For purposes of removal to federal court, service of process is governed by state law. City of Clarksdale v. Bellsouth Telcoms., Inc., 428 F.3d 206, 210 (5th Cir. 2005). Cook and MCH, both nonresidents of Louisiana, were served via Louisiana's Long Arm Statute. See LA.R.S. art. 13:3201, et seq. Service of a nonresident may be accomplished by sending a certified copy of the summons and complaint by registered or certified mail to the defendant. See LA.R.S. art. 13:3204(A). Cooper is correct in asserting that service was effectuated on Cook and MCH once they were served with a copy of the summons and complaint via certified mail, which occurred prior to the filing of the removal petition. [Doc. Nos. 5 6]. However, for purposes of satisfying the rule of unanimity, the Court finds that the non-removing defendants are not required to consent to or join the removal petition until proof of service is filed in the record.
Counsel for the removing defendant should be able to rely on the state court record when determining whether to seek other defendants' consent to removal. Until proof of service is filed in the record, counsel for the removing defendant may not know whether other defendants have been served or whether removal is proper. If the rule of unanimity was predicated on effective service, as Cooper contends, a clever plaintiff could delay filing proof of service to obscure this fact in an effort to render the removal petition defective based on lack of unanimity. This could potentially give the plaintiff an unfair advantage in the litigation. Cf. Courtney v. Benedetto, 627 F. Supp. 523, 527 (M.D. La. 1986) (citing Northern Ill. Gas Co. v. Airco Indus. Gases, 676 F.2d 270 (7th Cir. 1982)) (holding that a removal petition may be amended freely within 30 days of removal).
The Court notes that this concern is not present in the instant case because the same attorney represents Sentry, Cook, and MCH.
Because proof of service of Cook and MCH had not been filed in the record prior to removal, the Court finds that the removal petition is not defective, and, therefore, remand is not required.
In the alternative, the Court finds that the removal petition is not defective because Sentry stated in the removal petition that he had not sought the consent of other defendants because proof of service had not been filed into the record. [Doc. No. 1-4, p. 2]. See Lewis v. Rego Co., 757 F.2d 66, 68-69 (3d Cir. 1985) (holding that the rule of unanimity is not violated if the removing defendant provides an explanation for failing to join all defendants); P. P. Farmers' Elevator Co. v. Farmers Elevator Mutual Ins. Co., 395 F.2d 546, 548 (7th Cir. 1968) (same); see also Crowell v.

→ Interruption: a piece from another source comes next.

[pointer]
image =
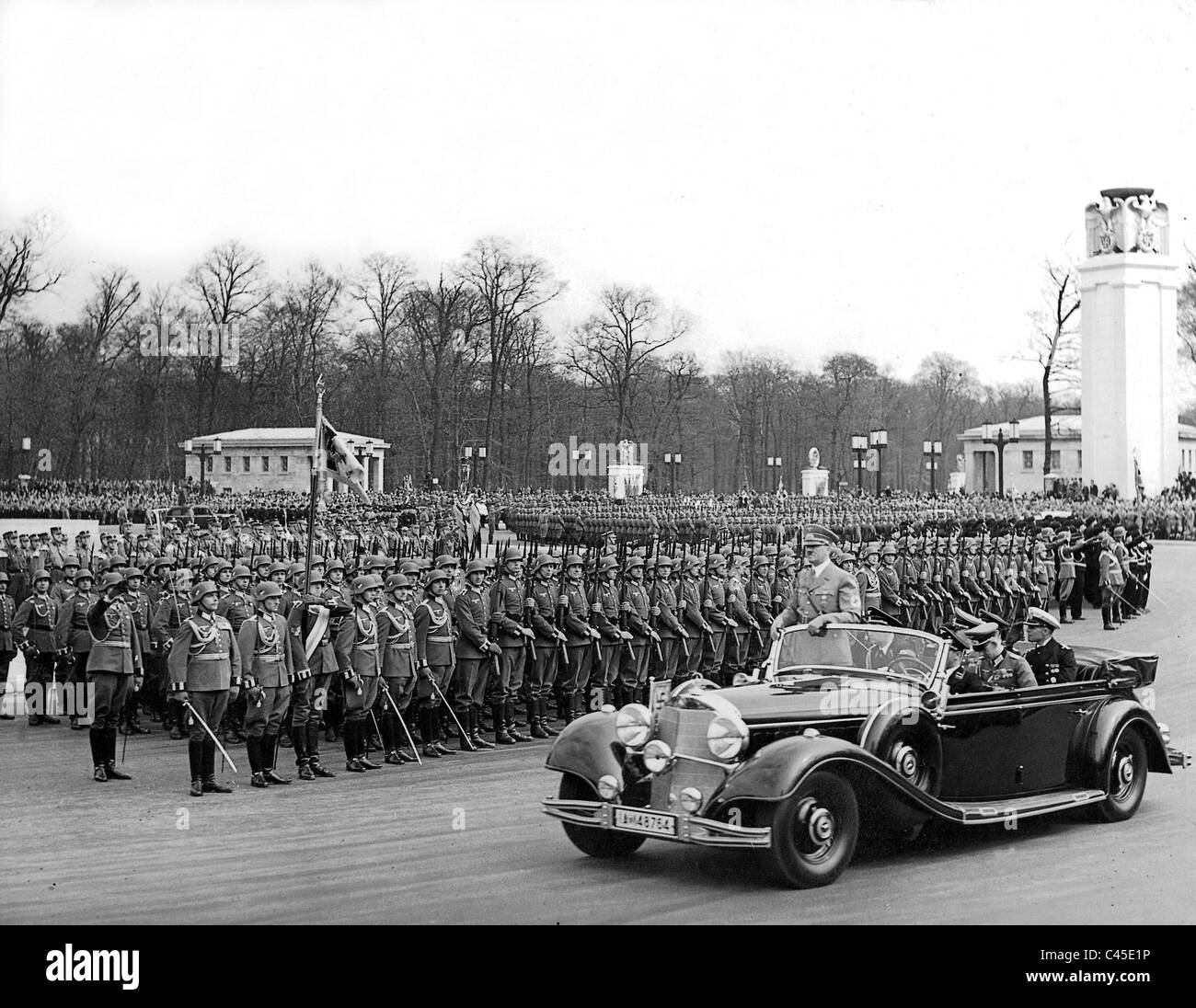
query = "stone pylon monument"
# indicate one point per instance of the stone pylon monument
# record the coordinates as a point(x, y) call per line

Shell Oil Co., 07-20270, 2008 U.S. App. LEXIS 17229, at *14 (5th Cir. Aug. 14, 2008) (holding that the removal petition was not defective where "all individual defendants were listed in the notice of removal").
Accordingly, the Court finds that Magistrate Judge Hayes' denial of Cooper's motion to remand was not clearly erroneous or contrary to law and that order is AFFIRMED. However, even under a de novo review, the Court would reach the same conclusion.
C. Motion to Amend
Because the Court finds that the removal petition is not defective, Cooper's appeal of Magistrate Judge Hayes' order granting Defendants' motion to amend the removal petition is DENIED AS MOOT.
III. CONCLUSION
For the foregoing reasons, IT IS ORDERED that Plaintiff Harry Cooper's appeal [Doc. No. 20] of Magistrate Judge Karen L. Hayes' order denying the motion to remand [Doc. No. 8] is DENIED and that order [Doc. No. 17] is AFFIRMED. IT IS FURTHER ORDERED that the appeal of Magistrate Judge Hayes' order granting the motion to amend the removal petition [Doc. No. 12] is DENIED as MOOT.